The 9mm handgun’s dominance in the American market is often described as culture, preference, and habit. The manufacturing record shows something blunter: output. In the most recent full-year federal manufacturing dataset, a handful of brands accounted for the bulk of domestically made 9mm pistols and one company did it at a scale that changes how the rest of the leaderboard reads.
These counts are production, not retail sell-through, and they do not capture imports. Still, they map the industrial footprint behind what people keep buying, carrying, training with, and stocking at ranges.

1. SIG Sauer
SIG Sauer’s domestic 9mm production for 2022 reached 1,798,373 pistols, nearly half of all U.S.-made 9mms in the dataset. The company’s output is tied to a modern product family that reshaped concealed-carry expectations, and to a factory strategy built for volume without abandoning inspection-heavy workflows. A look inside its Newington operation describes over 200 robots on the floor handling repetitive steps while employees manage the process and quality checks. In that account, the plant also references a demanding accuracy requirement on a government acceptance standard: 10 shots at 25 meters inside a 2.85-inch circle. However a consumer pistol buyer weighs that detail, the throughline is clear: production at this scale relies on tight process control, not just extra machines.

2. Smith & Wesson
Smith & Wesson logged 347,388 domestically manufactured 9mm pistols in 2022, placing it second in this production snapshot. The company’s 9mm volume sits within a wider, mixed portfolio, and that matters in a market where demand shifts and manufacturers rebalance lines. Broader industry analysis of ATF manufacturing data notes 9mm pistols accounted for 56.5% of all pistols produced in 2022, a figure that explains why established makers keep devoting capacity to the caliber even during softer years.

3. Glock
Glock’s U.S. production count for 2022 was 300,506 9mm pistols. The number captures only domestic manufacturing, not the company’s imported pistols, and that makes the figure an incomplete proxy for how often the brand shows up in holsters and agency inventories. Still, a domestic total in the hundreds of thousands signals an operation designed around consistent, repeatable output an industrial posture that has long matched Glock’s reputation for standardization across models and generations.

4. Sturm, Ruger & Company
Ruger produced 229,177 9mm pistols domestically in 2022, a sizable count for a company whose broader output spans rifles, pistols, and revolvers. That breadth can act like a stabilizer: when one category slows, capacity and attention can move. In a market described as increasingly promotional, Ruger’s CEO Chris Killoy summarized the pressure on narrow catalogs with a line that doubles as a manufacturing lesson: “We’re seeing some discounting to be sure, particularly if the manufacturer is only one product line deep or wide.”

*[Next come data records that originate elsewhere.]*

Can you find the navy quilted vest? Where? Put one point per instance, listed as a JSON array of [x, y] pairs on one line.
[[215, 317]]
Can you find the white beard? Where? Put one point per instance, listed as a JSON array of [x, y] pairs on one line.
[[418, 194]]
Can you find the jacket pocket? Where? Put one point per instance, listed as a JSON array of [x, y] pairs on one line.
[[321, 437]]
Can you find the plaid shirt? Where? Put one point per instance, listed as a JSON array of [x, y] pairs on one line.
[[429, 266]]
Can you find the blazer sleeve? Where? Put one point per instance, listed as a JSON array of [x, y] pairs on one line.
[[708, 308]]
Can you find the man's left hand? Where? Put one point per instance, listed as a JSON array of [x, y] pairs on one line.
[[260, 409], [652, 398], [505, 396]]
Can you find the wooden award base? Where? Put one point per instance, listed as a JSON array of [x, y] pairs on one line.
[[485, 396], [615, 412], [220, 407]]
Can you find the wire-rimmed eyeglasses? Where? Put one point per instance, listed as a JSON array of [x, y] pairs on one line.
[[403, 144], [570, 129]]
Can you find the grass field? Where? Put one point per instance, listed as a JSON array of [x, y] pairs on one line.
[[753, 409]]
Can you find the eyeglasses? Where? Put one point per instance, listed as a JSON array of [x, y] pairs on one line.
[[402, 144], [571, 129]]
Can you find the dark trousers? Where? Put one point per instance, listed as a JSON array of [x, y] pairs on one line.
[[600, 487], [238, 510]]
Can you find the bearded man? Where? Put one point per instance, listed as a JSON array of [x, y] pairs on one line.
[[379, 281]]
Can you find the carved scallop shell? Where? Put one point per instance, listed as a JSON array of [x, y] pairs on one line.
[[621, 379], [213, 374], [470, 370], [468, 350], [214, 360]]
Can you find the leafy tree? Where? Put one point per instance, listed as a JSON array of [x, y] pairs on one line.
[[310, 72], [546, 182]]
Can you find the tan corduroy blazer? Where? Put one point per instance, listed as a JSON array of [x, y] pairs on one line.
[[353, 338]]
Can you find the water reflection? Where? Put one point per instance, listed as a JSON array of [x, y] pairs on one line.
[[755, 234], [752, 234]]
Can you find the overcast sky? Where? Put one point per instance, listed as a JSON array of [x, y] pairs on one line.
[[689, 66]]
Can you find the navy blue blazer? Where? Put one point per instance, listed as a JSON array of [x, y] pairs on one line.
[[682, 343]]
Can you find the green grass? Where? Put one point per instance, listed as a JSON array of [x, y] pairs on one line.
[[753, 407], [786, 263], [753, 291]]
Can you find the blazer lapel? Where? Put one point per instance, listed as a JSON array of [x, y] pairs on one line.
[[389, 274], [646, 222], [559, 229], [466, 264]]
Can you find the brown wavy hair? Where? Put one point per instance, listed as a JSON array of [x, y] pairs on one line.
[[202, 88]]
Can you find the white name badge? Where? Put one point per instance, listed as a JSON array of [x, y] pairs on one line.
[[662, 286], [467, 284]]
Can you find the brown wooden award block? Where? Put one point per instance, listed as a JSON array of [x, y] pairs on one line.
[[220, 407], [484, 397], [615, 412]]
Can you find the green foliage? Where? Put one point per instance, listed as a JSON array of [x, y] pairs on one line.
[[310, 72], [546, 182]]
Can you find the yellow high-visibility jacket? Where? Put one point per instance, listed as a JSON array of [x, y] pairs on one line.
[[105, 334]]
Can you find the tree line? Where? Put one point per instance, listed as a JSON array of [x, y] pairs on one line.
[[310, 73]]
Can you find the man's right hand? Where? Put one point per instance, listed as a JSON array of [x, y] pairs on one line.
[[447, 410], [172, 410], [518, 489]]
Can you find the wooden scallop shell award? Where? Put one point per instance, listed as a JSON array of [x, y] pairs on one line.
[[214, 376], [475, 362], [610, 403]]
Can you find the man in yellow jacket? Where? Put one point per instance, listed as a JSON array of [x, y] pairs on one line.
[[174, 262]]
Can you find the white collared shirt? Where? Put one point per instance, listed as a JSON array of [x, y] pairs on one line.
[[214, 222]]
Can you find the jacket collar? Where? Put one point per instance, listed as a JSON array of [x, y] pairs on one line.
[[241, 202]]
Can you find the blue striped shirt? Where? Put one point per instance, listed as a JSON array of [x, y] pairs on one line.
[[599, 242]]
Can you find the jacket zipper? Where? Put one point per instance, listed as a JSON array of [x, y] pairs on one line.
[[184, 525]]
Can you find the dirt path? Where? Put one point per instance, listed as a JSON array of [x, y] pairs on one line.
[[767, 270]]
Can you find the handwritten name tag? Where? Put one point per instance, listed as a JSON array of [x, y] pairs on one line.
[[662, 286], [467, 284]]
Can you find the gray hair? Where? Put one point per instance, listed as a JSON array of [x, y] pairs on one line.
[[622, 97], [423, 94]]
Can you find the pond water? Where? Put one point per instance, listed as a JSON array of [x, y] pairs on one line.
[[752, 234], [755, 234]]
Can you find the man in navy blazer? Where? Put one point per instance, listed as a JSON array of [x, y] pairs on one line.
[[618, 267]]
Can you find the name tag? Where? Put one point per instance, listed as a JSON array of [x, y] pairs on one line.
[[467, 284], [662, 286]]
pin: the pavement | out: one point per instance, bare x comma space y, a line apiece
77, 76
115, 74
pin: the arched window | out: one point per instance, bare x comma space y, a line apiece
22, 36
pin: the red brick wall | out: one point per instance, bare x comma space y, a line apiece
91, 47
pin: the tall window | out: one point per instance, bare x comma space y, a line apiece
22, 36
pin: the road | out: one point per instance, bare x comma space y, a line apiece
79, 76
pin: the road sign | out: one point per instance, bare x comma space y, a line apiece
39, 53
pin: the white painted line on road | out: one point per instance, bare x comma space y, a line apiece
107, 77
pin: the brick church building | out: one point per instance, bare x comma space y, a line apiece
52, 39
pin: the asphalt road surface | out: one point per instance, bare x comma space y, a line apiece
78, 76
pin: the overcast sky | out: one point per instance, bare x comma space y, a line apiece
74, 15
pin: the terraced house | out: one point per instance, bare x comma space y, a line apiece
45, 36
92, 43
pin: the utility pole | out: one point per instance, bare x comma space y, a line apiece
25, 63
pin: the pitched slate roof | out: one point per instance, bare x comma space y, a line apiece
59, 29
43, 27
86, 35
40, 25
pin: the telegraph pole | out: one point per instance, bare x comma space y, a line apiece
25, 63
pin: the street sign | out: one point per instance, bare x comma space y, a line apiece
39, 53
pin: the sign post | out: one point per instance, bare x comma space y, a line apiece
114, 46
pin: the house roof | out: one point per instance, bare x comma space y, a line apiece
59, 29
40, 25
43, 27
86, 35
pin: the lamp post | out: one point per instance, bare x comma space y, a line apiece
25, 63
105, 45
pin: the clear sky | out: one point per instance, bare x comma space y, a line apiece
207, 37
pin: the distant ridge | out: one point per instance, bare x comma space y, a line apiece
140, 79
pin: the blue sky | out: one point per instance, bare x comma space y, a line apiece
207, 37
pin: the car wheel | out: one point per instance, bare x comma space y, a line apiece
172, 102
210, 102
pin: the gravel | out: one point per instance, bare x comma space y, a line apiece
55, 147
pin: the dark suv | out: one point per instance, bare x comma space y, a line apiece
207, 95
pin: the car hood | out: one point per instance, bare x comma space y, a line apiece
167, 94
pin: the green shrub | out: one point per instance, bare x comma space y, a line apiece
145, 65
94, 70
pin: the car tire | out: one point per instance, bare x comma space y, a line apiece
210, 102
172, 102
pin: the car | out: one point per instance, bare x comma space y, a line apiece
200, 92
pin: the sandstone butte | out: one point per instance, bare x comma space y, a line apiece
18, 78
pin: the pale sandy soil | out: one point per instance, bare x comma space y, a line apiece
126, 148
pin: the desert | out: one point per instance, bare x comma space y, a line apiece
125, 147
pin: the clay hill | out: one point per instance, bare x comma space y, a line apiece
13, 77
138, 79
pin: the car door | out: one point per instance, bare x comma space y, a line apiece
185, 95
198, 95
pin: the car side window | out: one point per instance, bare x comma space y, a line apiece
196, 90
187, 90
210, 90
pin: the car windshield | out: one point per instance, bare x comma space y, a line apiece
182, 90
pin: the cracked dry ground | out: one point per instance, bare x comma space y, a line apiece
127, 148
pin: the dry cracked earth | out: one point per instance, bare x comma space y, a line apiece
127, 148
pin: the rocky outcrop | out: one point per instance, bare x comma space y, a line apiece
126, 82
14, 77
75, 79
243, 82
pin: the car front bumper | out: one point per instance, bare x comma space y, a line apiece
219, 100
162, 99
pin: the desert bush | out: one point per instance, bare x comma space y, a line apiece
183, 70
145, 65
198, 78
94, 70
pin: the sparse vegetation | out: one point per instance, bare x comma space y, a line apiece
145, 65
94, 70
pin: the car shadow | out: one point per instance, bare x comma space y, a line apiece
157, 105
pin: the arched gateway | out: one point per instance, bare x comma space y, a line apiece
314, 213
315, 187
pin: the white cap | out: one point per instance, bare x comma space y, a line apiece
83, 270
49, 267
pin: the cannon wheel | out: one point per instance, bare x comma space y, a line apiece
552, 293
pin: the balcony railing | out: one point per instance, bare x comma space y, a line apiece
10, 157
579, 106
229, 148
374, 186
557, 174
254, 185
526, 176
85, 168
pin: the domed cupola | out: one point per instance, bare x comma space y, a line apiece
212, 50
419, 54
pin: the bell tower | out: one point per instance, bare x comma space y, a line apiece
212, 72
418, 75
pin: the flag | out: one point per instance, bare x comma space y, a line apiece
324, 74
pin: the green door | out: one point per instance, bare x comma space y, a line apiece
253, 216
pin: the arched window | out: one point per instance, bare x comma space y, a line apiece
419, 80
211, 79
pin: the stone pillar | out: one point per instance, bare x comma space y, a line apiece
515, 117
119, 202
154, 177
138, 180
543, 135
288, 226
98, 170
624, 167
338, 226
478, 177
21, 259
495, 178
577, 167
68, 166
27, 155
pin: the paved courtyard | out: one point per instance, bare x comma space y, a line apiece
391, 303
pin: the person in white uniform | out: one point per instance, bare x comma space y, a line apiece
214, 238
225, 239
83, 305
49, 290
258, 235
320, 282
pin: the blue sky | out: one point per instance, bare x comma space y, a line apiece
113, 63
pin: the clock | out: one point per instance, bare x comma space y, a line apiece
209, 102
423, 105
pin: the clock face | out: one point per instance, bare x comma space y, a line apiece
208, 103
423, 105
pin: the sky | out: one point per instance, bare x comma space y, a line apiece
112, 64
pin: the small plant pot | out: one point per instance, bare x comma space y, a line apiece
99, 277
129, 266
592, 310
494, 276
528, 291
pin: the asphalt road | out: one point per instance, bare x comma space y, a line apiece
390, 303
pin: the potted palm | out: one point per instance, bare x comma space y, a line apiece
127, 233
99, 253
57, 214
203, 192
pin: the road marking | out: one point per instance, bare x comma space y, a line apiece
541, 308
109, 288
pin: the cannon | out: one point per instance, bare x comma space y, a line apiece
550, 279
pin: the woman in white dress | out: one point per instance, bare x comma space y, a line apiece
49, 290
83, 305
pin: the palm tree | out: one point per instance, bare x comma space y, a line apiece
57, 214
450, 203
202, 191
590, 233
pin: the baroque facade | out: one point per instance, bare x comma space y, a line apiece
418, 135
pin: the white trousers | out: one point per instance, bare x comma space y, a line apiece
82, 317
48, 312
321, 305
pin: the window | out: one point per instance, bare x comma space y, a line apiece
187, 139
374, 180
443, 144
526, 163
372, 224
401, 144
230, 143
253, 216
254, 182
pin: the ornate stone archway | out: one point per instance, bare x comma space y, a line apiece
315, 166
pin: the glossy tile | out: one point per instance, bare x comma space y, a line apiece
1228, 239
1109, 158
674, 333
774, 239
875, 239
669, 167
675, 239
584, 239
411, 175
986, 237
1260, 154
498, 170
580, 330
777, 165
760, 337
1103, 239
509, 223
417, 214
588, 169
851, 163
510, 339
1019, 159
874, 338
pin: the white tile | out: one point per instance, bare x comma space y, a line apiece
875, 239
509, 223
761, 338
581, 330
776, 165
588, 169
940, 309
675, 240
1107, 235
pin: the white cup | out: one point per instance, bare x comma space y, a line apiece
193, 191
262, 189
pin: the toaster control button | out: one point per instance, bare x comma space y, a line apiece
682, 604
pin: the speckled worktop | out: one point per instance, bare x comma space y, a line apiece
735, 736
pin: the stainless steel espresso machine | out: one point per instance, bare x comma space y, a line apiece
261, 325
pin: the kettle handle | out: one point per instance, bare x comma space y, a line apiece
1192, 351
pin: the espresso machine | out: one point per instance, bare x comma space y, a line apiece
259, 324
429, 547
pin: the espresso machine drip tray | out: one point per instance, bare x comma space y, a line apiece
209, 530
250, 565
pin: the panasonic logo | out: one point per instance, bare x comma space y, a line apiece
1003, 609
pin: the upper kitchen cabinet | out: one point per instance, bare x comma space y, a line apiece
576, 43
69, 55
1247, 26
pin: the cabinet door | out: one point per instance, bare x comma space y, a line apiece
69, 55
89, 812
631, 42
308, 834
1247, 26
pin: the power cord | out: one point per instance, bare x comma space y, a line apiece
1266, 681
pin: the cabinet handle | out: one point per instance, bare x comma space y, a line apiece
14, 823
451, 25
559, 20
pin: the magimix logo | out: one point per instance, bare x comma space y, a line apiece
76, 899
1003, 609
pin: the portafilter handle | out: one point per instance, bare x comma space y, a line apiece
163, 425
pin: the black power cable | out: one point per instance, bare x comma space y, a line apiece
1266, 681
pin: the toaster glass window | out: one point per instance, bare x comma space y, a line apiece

5. Taurus International Manufacturing
Taurus’s domestic 9mm pistol output reached 167,871 in 2022. The company’s footprint shows how much 9mm demand is driven by everyday purchase decisions: compact polymer pistols built for routine carry, range use, and basic familiarity. In production terms, this tier of the list is where volume starts to look less like a single runaway leader and more like a crowded middle brands competing to keep lines running and dealer shelves replenished.

6. SCCY Industries
SCCY recorded 106,071 U.S.-made 9mm pistols in 2022, and the caliber represented 93.7% of its total domestic firearm production. That concentration signals a business built around one core chambering and a narrow set of use cases. It also highlights a risk profile: when 9mm demand shifts from scarcity to saturation, companies that live and die by a single lane have fewer places to hide.

7. Springfield Inc.
Springfield produced 88,137 9mm pistols domestically in 2022. The number matters less as a raw total than as evidence of how many parallel “hits” the modern 9mm market can support at once: micro-compacts, duty-size pistols, optics-ready variants, and model refreshes that keep existing platforms selling without requiring a full clean-sheet design.

8. Shadow Systems
Shadow Systems posted 76,685 domestically manufactured 9mm pistols in 2022, and that figure equaled 100% of its total U.S. firearm production for the year. In a category where bigger firms amortize tooling across calibers and product families, an all-9mm output shows focus. It also shows how thoroughly the 9mm has become the default platform for newer entrants trying to win attention in a mature market. The most striking pattern in these counts is not simply that 9mm leads; it is how production concentrates.

One company’s volume dwarfs nearly everyone else, while the remainder of the field spreads across mid-six-figure and five-figure totals that still represent serious manufacturing operations. In aggregate, the numbers describe a U.S. handgun economy engineered around a single cartridge: high-volume lines, constant iteration, and factories that treat repeatability as the product.